I created all connection on Google Colab using this link: https://towardsdatascience.com/setting-up-kaggle-in-google-colab-ebb281b61463 and it worked fine.
Using this tutorial: https://towardsdatascience.com/how-to-use-jupyter-on-a-google-cloud-vm-5ba1b473f4c2 I started a new instance for Jupyter notebook.

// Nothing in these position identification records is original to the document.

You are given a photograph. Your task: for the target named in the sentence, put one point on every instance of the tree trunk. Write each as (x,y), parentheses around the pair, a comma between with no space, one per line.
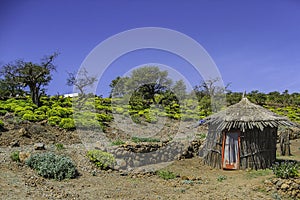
(34,91)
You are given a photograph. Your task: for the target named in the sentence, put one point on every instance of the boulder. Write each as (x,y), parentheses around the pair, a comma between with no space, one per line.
(23,156)
(39,146)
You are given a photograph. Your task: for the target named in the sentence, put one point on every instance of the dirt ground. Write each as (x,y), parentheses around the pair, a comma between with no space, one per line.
(195,180)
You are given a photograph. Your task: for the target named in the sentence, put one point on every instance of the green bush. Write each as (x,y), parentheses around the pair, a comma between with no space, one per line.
(59,146)
(54,120)
(166,175)
(3,112)
(103,160)
(15,156)
(221,178)
(117,142)
(286,169)
(104,117)
(67,123)
(40,117)
(42,110)
(52,166)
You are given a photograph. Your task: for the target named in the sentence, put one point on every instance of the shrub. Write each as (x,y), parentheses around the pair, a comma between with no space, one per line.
(42,110)
(3,112)
(221,178)
(40,117)
(286,169)
(29,117)
(166,175)
(67,123)
(59,146)
(15,156)
(103,160)
(104,117)
(52,166)
(54,120)
(118,142)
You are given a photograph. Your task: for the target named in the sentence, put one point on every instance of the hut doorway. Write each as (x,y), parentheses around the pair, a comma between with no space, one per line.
(230,150)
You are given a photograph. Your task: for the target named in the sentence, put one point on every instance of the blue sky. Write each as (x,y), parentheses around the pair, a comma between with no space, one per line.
(255,44)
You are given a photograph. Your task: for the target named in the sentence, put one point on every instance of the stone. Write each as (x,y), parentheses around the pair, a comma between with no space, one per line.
(284,186)
(23,132)
(39,146)
(15,143)
(121,163)
(23,156)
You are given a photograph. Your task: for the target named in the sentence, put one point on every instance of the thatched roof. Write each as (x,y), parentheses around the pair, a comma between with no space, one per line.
(246,115)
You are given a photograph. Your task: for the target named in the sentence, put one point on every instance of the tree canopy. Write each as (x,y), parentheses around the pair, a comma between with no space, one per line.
(19,75)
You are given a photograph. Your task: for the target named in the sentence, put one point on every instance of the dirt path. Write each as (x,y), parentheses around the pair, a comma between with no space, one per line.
(195,181)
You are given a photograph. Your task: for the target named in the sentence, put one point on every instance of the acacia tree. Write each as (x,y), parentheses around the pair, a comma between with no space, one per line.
(30,75)
(81,80)
(144,82)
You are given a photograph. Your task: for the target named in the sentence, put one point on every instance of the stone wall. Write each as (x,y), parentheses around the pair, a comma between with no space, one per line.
(134,155)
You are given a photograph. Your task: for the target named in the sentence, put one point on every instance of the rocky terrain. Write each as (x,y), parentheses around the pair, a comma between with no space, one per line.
(194,180)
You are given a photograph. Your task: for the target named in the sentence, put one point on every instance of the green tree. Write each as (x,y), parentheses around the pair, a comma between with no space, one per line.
(179,89)
(144,82)
(257,97)
(32,75)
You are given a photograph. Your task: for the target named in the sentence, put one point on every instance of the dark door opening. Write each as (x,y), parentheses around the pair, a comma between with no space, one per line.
(230,150)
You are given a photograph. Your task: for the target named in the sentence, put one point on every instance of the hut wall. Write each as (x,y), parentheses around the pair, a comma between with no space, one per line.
(213,157)
(258,148)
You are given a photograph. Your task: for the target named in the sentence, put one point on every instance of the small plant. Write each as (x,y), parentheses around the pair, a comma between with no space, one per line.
(54,120)
(53,166)
(3,112)
(67,123)
(138,139)
(59,146)
(103,160)
(221,178)
(258,173)
(117,142)
(15,156)
(1,123)
(286,169)
(166,175)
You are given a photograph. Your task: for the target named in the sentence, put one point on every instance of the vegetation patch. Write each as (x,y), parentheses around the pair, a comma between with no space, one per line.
(15,156)
(258,173)
(117,142)
(286,170)
(50,165)
(59,146)
(103,160)
(221,178)
(166,175)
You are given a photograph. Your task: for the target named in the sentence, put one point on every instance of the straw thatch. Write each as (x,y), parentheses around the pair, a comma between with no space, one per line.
(246,115)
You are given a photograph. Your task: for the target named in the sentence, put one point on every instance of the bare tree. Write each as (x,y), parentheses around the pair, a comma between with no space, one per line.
(81,80)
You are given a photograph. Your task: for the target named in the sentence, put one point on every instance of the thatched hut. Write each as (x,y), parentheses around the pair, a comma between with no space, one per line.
(242,136)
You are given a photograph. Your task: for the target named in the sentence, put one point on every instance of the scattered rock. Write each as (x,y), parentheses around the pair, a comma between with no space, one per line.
(284,186)
(23,156)
(39,146)
(15,143)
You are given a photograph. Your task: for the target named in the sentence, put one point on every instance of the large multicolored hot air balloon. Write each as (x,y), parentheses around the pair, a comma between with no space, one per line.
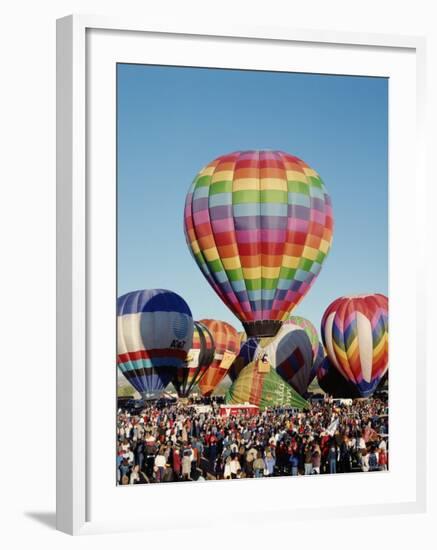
(154,334)
(262,386)
(199,359)
(355,336)
(259,225)
(290,353)
(226,344)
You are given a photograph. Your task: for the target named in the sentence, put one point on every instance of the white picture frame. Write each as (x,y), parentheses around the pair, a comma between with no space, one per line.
(81,77)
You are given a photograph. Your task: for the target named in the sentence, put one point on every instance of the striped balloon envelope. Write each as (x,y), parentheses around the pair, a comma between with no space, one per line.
(265,388)
(226,344)
(199,358)
(259,225)
(290,353)
(154,334)
(355,336)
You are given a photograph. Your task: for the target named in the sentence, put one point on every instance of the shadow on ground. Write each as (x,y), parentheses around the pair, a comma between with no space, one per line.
(45,518)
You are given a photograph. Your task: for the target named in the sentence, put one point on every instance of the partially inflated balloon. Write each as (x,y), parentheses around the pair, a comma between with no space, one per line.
(262,386)
(199,358)
(334,383)
(259,225)
(309,328)
(226,344)
(355,335)
(290,353)
(154,334)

Uploaded a *ipybn file, I tried to install Kaggle and run my notebook, but I have usually following errors:
kaggle: command not found error
ensure that your python binaries are on your path
How can I set everything to work on Google Cloud service?
Using this first tutorial mind about changing root directory path from content to /home/jupyter/, for example:
import zipfile
zip_ref = zipfile.ZipFile("/home/jupyter/Airbus_competition/input/test_v2.zip", 'r')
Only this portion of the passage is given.